Expanded Regulatory Power
The economic nature of the mandatory care provision goes to the heart of the arguments that the Supreme Court will hear for the next three days. The Constitution expressly gives Congress the authority to regulate commerce between the states.
Everyone agrees that this power has expanded over the last two centuries. Its high point was reached during the era of the New Deal, when the court held that the government could regulate a farmer’s production of wheat for personal use, because his doing so substituted for wheat purchased from others and thus affected the grain market.
Does the mandatory coverage provision similarly affect economic outcomes? Clearly -- it fundamentally determines the economic structure of health insurance. The health-care bill is a classic instance of government intervention to repair market failure and provide a public good through private means.
The use of regulated private enterprise to produce a public good is precisely characteristic of the Obama administration’s ideological vision. The social programs of the past largely provided the good directly -- think Social Security or welfare benefits.
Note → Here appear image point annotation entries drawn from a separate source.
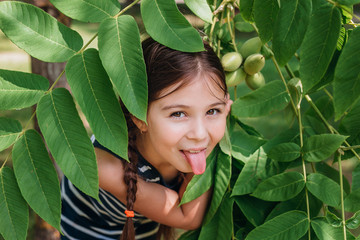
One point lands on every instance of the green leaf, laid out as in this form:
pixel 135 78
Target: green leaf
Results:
pixel 20 90
pixel 347 75
pixel 38 33
pixel 290 225
pixel 289 32
pixel 88 10
pixel 171 28
pixel 285 152
pixel 14 211
pixel 352 201
pixel 241 25
pixel 121 54
pixel 280 187
pixel 252 173
pixel 324 231
pixel 348 2
pixel 201 183
pixel 261 102
pixel 356 178
pixel 325 169
pixel 10 129
pixel 91 87
pixel 201 9
pixel 254 209
pixel 319 45
pixel 332 219
pixel 220 227
pixel 319 186
pixel 37 177
pixel 243 144
pixel 247 10
pixel 297 203
pixel 265 13
pixel 350 123
pixel 354 221
pixel 320 147
pixel 221 183
pixel 68 141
Sometimes, as with Medicare and Medicaid, the government provided the good of insurance without providing the end product of the health care itself. Obama’s health-care plan is then just one step further removed from the direct public provision of services, because it essentially requires the creation of private insurance pools.
What, then, are the arguments to strike down the law? They turn on the claim that there is something new and troubling about requiring citizens to pay a fine for having failed to do something. Inaction, rather than action, results in the penalty. To avoid this argument, Obama could (and perhaps should) simply have called the mandatory coverage fee a tax rather than a fine. That would have made it much more difficult to claim that the law was penalizing inaction. But for obvious political reasons, Congress and the president were unprepared to say that they were creating a new tax. Constitutional salvation might well have been political damnation.
Skip the Semantics
Nevertheless, the court ought to skip the political semantics and treat the fee as the tax which, in essence, it really is. The court is capable of such common sense: Last week, Justice Anthony Kennedy wrote in a landmark opinion that our criminal justice system is today a system of plea bargains, not a system of trials. That significant decision only came about because he and four other justices described the world the way it really is. The same spirit should pervade this week’s oral argument. Economic reality determined the structure of the health-care bill. Economic reality should determine that it is constitutional.
If Kennedy -- once again as the swing voter -- upholds the Affordable Care Act, his decision will join last week’s as further evidence that he has become a historically important liberal justice. If that is a bridge too far for him, he can still save the law -- at least for now -- by choosing to understand the mandatory fee as a tax. An obscure law, the Tax Injunction Act, says that tax cases cannot be litigated until someone has actually been penalized by the government. Several appellate judges who considered the health-care case ruled that they could not proceed because no one had yet been fined under the law.
If Kennedy wants to avoid striking down the law, but is unprepared to uphold it, he might well follow this line of thinking. Other justices, to his left and to his right, might well join him. That might not be a perfect result -- but it would still be a win for common sense.
(Noah Feldman, a law professor at Harvard University and the author of “Scorpions: The Battles and Triumphs of FDR’s Great Supreme Court Justices,” is a Bloomberg View columnist. The opinions expressed are his own.)